Kleve Tschüss, Martin!

Kleve · Die Fähre "Martin Schenk" hat sich vom Niederrhein verabschiedet. Von Düffelward aus machte sie sich gestern auf eine Reise nach Usedom zu ihrem neuen Besitzer. Viele Zaungäste hätten gerne "Lebewohl" gesagt.

 Die Altrhein-Fähre "Martin Schenk" wurde gestern von einem Schlepper an den Haken genommen. Die Fahrt ging unter der Rheinbrücke bei Emmerich hindurch Richtung Wesel.

Die Altrhein-Fähre "Martin Schenk" wurde gestern von einem Schlepper an den Haken genommen. Die Fahrt ging unter der Rheinbrücke bei Emmerich hindurch Richtung Wesel.

Foto: Markus van Offern

Rund zwei Dutzend Menschen aus der Düffelt haben sich gestern gegen 9.30 Uhr auf dem Deich in Düffelward versammelt, um "Martin Schenk" das "letzte Geleit" zu geben. Es war vergebens. Die Fähre, die ab dem Jahr 2003 über den Altrhein geschippert war und so die Dörfer Düffelward und Schenkenschanz verband, hatte sich bereits still und heimlich in aller Frühe aus dem Staub gemacht. Die Erklärung für das Malheur: Die Stadtwerke Kleve, denen die Fähre bis vor kurzem noch gehörte, hatten versehentlich eine falsche, spätere Uhrzeit für die Abschiedsfahrt von "Martin Schenk" angegeben. So blieben ziemlich traurig dreinblickende Menschen auf der Deichkrone zurück, denn es gab keine Gelegenheit für ein "Lebewohl" .

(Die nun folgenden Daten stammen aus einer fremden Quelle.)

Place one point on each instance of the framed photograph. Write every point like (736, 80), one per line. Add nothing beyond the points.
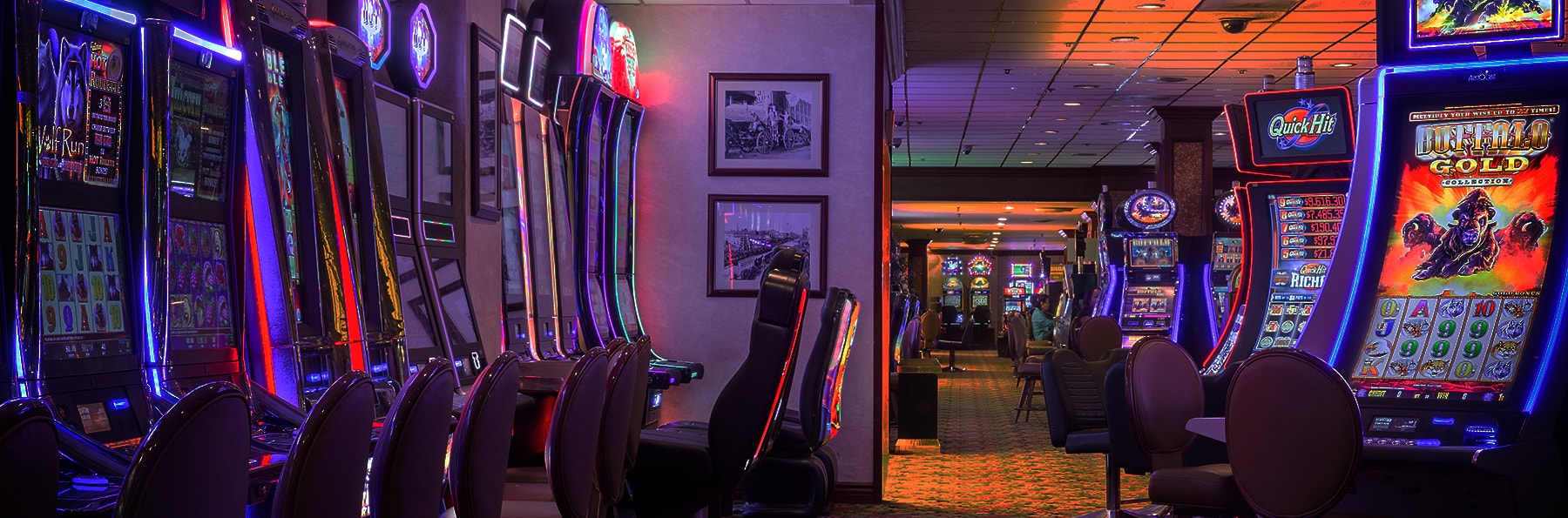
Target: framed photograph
(767, 124)
(747, 231)
(486, 116)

Elf Tage etwa wird die große Reise von "Martin Schenk" dauern. Sie führt zur kleinen Ostseeinsel Görmitz. Dort züchtet Bio-Bauer Karl Matthes (51) Rinder. Die Fähre hat der Ostdeutsche, der von den Einheimischen meist "Rinder Karl" genannt wird, den Klever Stadtwerken für 71.000 Euro abgekauft, damit er seine Insel erreichen kann. Später einmal sollen Urlauber mit dem Wasserfahrzeug nach Görmitz übersetzen, wo Matthes ein kleines Feriendomizil errichten möchte.

Zurück nach Düffelward. Dort rätseln Monika Schiller, Hildgerad Convent, Harm Veenema, Reiner Erping und Dieter Rydzek, welchen Wasserweg "Martin Schenk" wohl nehmen wird. Sie alle waren gerne mit der Fähre gefahren, auch wenn das Schiff regelmäßig ins Trockendock musste, weil wieder irgendetwas kaputt war. Jetzt wüssten die Zaungäste gerne, wie sich "Martin Schenk" auf seiner großen Reise so macht.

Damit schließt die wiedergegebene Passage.